Re: [ot][spam][crazy][data] transformer model 'attention' improvement

25 Jan 2022

      The below is a draft, but I see I propagated some dimensions wrongly
and plan to rewrite it, and maybe some previous posts, to help with
clarity.

17:    exp_values = jnp.einsum('vhf,qhv->qhf', value, exp_weights,
precision=precision)

Another einsum, multiplying the values by the weights.

[managed to continue after writing this :) -> It might take me a bit
to engage this einsum.  Hope to return quickly and just combine the
available parts.  For example, I could copy a definition of einsum in,
or compare the line to the equation from the paper, or look at the
paper's description of this chunk of code.]

This must be the rest of v = v * exp(m - m_i) + v_i * exp(s_i - m_i) ,
specifically the "v_i *" part, since exp_weights is exp(s_i - m_i)
already.  Since m is initialised to -inf, the left term of the sum is
zero and disregarded.

in jnp.einsum('vhf,qhv->qhf', value, exp_weights), we can see how this
multiplication is performed: exp_weights' dimensions are described as
query, heads, value, but its dimensions will have propagated from
max_score, in the last email: [queries, heads, 1].  It looks like I
unfortunately miswrote 'query' as 'key' in the dimension in that
email, as can be verified from the einsum that attn_weights came from.

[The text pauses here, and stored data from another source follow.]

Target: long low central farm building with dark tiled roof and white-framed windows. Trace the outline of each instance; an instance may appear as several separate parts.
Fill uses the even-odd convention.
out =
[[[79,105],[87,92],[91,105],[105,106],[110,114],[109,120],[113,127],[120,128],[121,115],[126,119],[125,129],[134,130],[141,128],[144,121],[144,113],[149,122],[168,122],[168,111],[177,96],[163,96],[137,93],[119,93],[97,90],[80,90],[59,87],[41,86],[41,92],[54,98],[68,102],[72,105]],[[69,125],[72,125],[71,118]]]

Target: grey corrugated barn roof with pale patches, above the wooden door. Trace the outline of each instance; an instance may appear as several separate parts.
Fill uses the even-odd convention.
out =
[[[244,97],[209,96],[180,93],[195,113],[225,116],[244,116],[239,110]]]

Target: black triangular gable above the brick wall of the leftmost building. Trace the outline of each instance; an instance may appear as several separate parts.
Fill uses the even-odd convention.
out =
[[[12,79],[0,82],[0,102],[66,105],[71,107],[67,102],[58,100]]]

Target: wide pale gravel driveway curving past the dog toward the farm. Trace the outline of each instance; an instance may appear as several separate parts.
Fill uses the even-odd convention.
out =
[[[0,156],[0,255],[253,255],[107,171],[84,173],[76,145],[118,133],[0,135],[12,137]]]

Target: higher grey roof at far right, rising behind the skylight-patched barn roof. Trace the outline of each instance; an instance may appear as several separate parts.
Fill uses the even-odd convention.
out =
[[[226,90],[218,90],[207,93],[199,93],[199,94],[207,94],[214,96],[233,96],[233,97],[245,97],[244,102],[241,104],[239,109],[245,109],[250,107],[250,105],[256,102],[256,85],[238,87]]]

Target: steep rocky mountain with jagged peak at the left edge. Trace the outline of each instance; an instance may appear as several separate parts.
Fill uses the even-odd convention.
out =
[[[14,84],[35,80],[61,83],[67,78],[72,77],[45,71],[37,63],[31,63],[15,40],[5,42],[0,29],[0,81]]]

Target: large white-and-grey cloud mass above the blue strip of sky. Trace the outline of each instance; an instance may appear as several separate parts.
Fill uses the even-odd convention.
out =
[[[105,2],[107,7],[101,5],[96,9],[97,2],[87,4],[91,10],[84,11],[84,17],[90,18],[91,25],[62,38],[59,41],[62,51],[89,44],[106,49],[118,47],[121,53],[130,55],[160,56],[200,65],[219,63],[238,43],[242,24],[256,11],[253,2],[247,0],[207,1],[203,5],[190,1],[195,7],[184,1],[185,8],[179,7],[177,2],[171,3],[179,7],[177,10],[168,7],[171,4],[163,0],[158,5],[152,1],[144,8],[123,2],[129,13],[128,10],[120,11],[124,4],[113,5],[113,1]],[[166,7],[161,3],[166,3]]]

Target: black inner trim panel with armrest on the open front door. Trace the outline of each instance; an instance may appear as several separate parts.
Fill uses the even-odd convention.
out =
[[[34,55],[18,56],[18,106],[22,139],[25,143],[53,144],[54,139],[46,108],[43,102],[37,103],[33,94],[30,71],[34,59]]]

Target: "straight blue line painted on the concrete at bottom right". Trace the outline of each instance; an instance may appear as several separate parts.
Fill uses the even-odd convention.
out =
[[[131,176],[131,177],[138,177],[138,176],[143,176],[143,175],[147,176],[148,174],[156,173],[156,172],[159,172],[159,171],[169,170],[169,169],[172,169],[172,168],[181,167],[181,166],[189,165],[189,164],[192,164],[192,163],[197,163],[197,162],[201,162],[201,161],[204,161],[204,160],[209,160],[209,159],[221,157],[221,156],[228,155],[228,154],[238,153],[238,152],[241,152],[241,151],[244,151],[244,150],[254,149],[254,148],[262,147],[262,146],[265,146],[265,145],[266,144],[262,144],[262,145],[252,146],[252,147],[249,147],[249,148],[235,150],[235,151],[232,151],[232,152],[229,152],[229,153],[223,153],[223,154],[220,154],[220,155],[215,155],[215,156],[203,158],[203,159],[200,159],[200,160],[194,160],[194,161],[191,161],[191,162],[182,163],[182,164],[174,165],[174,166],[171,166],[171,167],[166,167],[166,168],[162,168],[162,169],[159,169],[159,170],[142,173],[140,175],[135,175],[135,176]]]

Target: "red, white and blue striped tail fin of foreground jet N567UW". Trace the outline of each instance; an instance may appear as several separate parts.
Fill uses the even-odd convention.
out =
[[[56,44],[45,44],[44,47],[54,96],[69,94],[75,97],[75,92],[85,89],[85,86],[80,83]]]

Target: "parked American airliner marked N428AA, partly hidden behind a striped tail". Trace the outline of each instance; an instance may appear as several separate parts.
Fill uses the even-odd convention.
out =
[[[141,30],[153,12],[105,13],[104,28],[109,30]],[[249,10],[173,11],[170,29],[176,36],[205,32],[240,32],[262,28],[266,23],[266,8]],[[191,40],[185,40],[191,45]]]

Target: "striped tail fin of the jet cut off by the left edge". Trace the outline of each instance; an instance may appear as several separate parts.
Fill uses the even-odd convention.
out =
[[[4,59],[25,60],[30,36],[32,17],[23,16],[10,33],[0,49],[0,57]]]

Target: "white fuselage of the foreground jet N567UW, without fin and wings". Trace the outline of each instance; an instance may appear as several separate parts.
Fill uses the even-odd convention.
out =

So exp_weights is [query, heads, 1], the exponentiation of the
difference of a max among keys, and value is [value, heads, features].
I'm guessing the einsum says to broadcast each exp_weight to all the
values, not certain.  If I need to discern it more I can run test data
or write the parts of the definition down and combine them textually.

exp_values becomes a [query, head, feature] tensor containing the
multiplication of the values with exponentiated attn weights.

18:    return (exp_values, exp_weights.sum(axis=-1),
19:      max_score.reshape((query.shape[0], num_heads)))

The output is exp_values and exp_weights.  exp_weights is the
exponentiation of the scores minus their max score, for each query.